No dia 27 de Março de 90 saíra do Pôrto, estação de Campanhã, com espôsa e filhos, no combóio correio de Lisboa – afim de embarcar no Savoie, vapor da carreira do Brasil. Foram à estação, às despedidas, várias pessoas da sua família, entre elas o seu sogro e seu cunhado, Manuel Martins Tinoco. No compartimento de 1.ª classe em que se instalou com os seus, notou, logo de entrada, que já ali havia um passageiro, ao fundo, sentado, de óculos escuros e chapéu derrubado sobre os olhos. É natural que se lembre disto, muito bem, por corresponder a episódio rememorado em família, depois de ter conhecimento, pelo jornais, do envenenamento da rua das Flores, e pelo papel que êsse misterioso passageiro desempenhou na remessa dos bolos envenenados. O combóio partiu. Na estação de Gaia um empregado instalou caloríficos nos compartimentos dos vagons. Sua espôsa quis saber como funcionavam êsses aparelhos de aquecimento. O passageiro, acantonado ao fundo da bancada, saíu do seu mutismo. E, amável, informou a senhora. Estabeleceu-se conversa. O desconhecido tirou os óculos, ajeitou o chapéu. Falaram no Ultimatum, ocorrido a 11 de Janeiro dêsse ano, assunto obrigatório de tôdas as conversações.
- V. Exc.ª vai para o Brasil? – preguntou-lhe o desconhecido, quebrando o gêlo da distância e do silêncio.
- Vou, sim, senhor.
- Tinha-o previsto, pelas despedidas, em Campanhã.

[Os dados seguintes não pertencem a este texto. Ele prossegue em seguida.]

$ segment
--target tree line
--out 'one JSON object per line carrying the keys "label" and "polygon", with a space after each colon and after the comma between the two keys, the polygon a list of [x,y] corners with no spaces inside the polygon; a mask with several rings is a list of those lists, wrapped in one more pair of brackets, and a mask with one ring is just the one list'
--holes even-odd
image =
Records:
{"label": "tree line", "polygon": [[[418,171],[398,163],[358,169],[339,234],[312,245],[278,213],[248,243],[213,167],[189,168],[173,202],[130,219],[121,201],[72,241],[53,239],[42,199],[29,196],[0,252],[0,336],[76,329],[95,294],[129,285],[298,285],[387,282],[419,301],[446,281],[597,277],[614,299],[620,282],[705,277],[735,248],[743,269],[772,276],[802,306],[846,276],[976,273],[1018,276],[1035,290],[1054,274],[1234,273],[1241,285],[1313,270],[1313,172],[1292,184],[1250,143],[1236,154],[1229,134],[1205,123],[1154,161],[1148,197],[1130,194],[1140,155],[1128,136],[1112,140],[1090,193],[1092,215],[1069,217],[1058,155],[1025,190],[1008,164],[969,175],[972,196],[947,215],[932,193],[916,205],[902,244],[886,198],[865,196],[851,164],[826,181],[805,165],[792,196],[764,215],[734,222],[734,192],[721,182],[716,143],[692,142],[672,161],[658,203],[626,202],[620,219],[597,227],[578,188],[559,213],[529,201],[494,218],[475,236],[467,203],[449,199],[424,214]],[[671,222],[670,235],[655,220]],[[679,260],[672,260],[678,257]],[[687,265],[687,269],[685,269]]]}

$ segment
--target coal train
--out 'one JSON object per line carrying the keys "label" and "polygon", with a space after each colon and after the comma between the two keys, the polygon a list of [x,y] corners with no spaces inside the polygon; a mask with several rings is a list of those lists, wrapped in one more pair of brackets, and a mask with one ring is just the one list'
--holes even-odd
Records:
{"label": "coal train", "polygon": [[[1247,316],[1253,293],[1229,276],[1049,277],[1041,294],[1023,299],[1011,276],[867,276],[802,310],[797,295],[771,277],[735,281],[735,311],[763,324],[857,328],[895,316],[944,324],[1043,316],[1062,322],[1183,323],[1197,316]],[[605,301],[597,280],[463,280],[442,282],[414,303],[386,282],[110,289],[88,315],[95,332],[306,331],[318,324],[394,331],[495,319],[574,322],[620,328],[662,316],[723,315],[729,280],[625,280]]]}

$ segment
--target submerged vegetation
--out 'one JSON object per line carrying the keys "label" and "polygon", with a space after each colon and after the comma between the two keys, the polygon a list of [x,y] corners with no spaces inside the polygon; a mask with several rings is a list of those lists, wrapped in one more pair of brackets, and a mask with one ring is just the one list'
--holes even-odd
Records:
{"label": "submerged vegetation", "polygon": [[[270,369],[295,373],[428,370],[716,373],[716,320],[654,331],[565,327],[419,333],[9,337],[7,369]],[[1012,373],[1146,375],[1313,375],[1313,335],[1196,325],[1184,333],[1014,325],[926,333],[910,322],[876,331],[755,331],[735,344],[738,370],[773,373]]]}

A conversa animara-se. A certa altura o seu interlocutor dissera-lhe que residia em Coimbra, onde era Professor da Universidade. Que estava na intenção de ir a Lisboa, nesse mesmo combóio, e por isso, um seu amigo do Pôrto o incubira de despachar, de Lisboa para o Pôrto, uma encomenda de amêndoas, endereçada à sua noiva, a fim de lhe causar surpresa agradável e de a convencer de que se encontra na Capital, quando certo era que estava na sua terra. Mas contrariava-o, afinal, a prolongação da viagem. Preferia ficar em Coimbra. E daí, o pedir-lhe, a êle, que seguia para Lisboa, o despacho da encomenda. Aceitra a incumbência. Dera um bilhete de visita, com o seu nome, ao companheiro de carruagem. Êste procurou nos bolsos um bilhete, no intento de retribuir a amabilidade. Não o encontrando, pediu-lhe um outro do seus bilhetes. E no verso, com um lápis azul, traçou o nome e o enderêço – Eduardo Mota, Coimbra. Depois, Eduardo Mota saíu da carruagem, numa estação para lá de Aveiro. Voltou com o enderêço a apor no envólucro da encomenda – enderêço escrito a tinta. Com a encomenda e o enderêço entregou-lhe 300 réis para o despacho. Desapareceu noutra estação, e, reaparecendo daí a pouco, despediu-se, depois de agradecer o favor que lhe prestava. Não queria incomodar mais os seus companheiros de viagem. Passava a um compartimento em que seguia um seu colega.
No dia imediato, 28, êle, declarante, expedira a caixa de amêndoas, com o enderêço que lhe fôra dado no combóio. E embarcara a 30, para o Rio, no vapor francês Savoie.